Three-dimensional scaffold-free microtissues engineered for cardiac repair.

机构信息

School of Biological and Health Systems Engineering, Arizona State University, Tempe, AZ, USA.

出版信息

J Mater Chem B. 2020 Sep 14;8(34):7571-7590. doi: 10.1039/d0tb01528h. Epub 2020 Jul 29.

DOI:10.1039/d0tb01528h
PMID:32724973
原文链接:https://pmc.ncbi.nlm.nih.gov/articles/PMC8314954/
Abstract

Cardiovascular diseases, including myocardial infarction (MI), persist as the leading cause of mortality and morbidity worldwide. The limited regenerative capacity of the myocardium presents significant challenges specifically for the treatment of MI and, subsequently, heart failure (HF). Traditional therapeutic approaches mainly rely on limiting the induced damage or the stress on the remaining viable myocardium through pharmacological regulation of remodeling mechanisms, rather than replacement or regeneration of the injured tissue.
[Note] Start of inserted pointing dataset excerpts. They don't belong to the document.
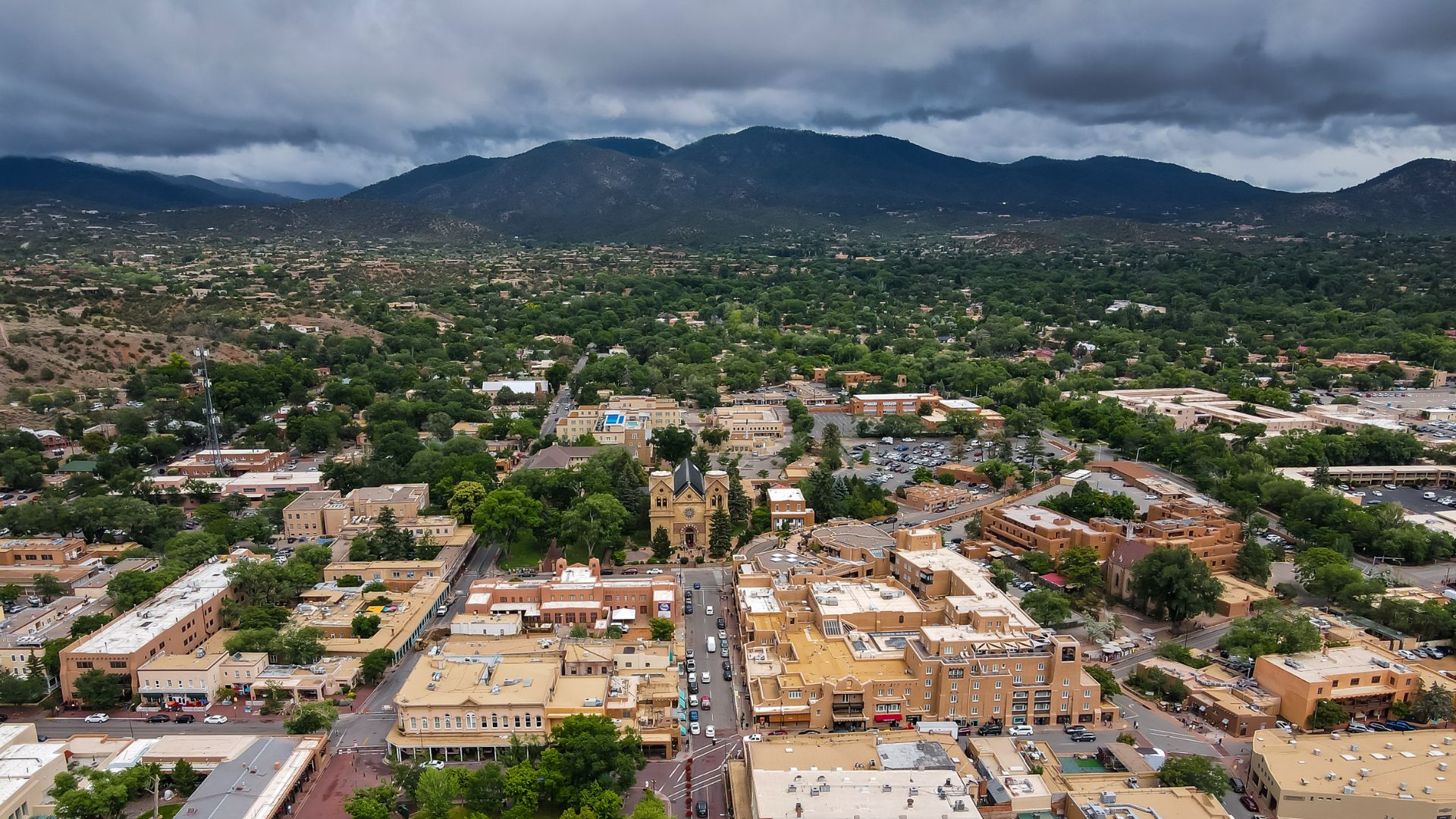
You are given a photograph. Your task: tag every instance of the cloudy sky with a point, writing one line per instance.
(1298, 93)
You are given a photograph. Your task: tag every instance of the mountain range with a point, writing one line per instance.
(769, 180)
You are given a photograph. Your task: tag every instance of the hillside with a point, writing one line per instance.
(764, 180)
(25, 181)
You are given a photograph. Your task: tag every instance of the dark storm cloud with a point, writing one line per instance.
(1298, 93)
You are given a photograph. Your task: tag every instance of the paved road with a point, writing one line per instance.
(726, 697)
(369, 729)
(142, 729)
(563, 404)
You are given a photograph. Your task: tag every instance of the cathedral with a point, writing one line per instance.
(685, 500)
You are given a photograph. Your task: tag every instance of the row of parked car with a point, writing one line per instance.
(1379, 727)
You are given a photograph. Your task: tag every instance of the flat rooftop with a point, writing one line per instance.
(1394, 765)
(130, 632)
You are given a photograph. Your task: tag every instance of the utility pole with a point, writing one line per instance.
(212, 416)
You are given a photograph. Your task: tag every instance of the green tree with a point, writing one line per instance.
(720, 535)
(364, 626)
(184, 777)
(1106, 681)
(588, 749)
(1327, 714)
(375, 665)
(595, 523)
(673, 444)
(661, 629)
(1047, 608)
(1253, 561)
(661, 544)
(437, 793)
(313, 717)
(1432, 704)
(506, 512)
(98, 689)
(466, 499)
(1199, 773)
(1175, 585)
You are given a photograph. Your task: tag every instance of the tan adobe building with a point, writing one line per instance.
(178, 620)
(940, 643)
(1191, 407)
(235, 463)
(685, 500)
(403, 617)
(24, 634)
(28, 768)
(870, 776)
(188, 681)
(472, 695)
(623, 420)
(750, 428)
(579, 595)
(1365, 681)
(1398, 776)
(52, 551)
(855, 541)
(1034, 528)
(395, 575)
(1223, 698)
(328, 513)
(788, 509)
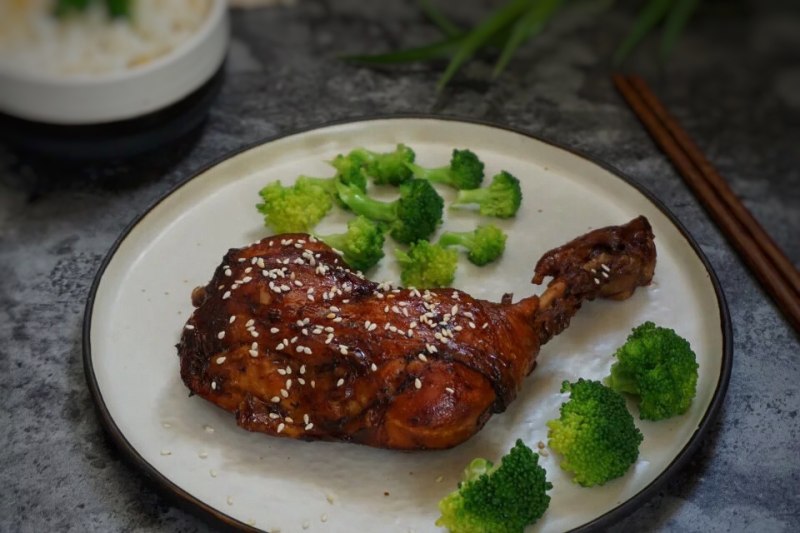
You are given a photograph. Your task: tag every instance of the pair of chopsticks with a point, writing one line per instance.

The emerging alternative regenerative medicine-based approaches have focused on restoring the damaged myocardial tissue with newly engineered functional and bioinspired tissue units. Cardiac regenerative medicine approaches can be broadly categorized into three groups: cell-based therapies, scaffold-based cardiac tissue engineering, and scaffold-free cardiac tissue engineering. Despite significant advancements, however, the clinical translation of these approaches has been critically hindered by two key obstacles for successful structural and functional replacement of the damaged myocardium, namely: poor engraftment of engineered tissue into the damaged cardiac muscle and weak electromechanical coupling of transplanted cells with the native tissue. To that end, the integration of micro- and nanoscale technologies along with recent advancements in stem cell technologies have opened new avenues for engineering of structurally mature and highly functional scaffold-based (SB-CMTs) and scaffold-free cardiac microtissues (SF-CMTs) with enhanced cellular organization and electromechanical coupling for the treatment of MI and HF. In this review article, we will present the state-of-the-art approaches and recent advancements in the engineering of SF-CMTs for myocardial repair.

摘要

心血管疾病,包括心肌梗死(MI),仍然是全球死亡和发病的主要原因。心肌的有限再生能力对 MI 及随后的心衰(HF)的治疗提出了重大挑战。传统的治疗方法主要依赖于通过药理学调节重塑机制来限制诱导的损伤或对剩余存活心肌的压力,而不是损伤组织的替代或再生。新兴的基于再生医学的替代方法侧重于用新设计的具有功能性和仿生组织单元的组织来修复受损的心肌组织。心脏再生医学方法可大致分为三组:基于细胞的疗法、基于支架的心脏组织工程和无支架心脏组织工程。然而,尽管取得了重大进展,但这些方法的临床转化受到两个关键障碍的严重阻碍,即:工程组织在受损心肌中的植入效果差,以及移植细胞与原生组织的电机械耦合力弱。为此,微纳技术的结合以及干细胞技术的最新进展为基于支架的(SB-CMTs)和无支架心脏微组织(SF-CMTs)的结构成熟和高度功能性的工程设计开辟了新途径,具有增强的细胞组织和电机械耦合力,用于治疗 MI 和 HF。在这篇综述文章中,我们将介绍用于心肌修复的 SF-CMT 工程的最新进展和现状。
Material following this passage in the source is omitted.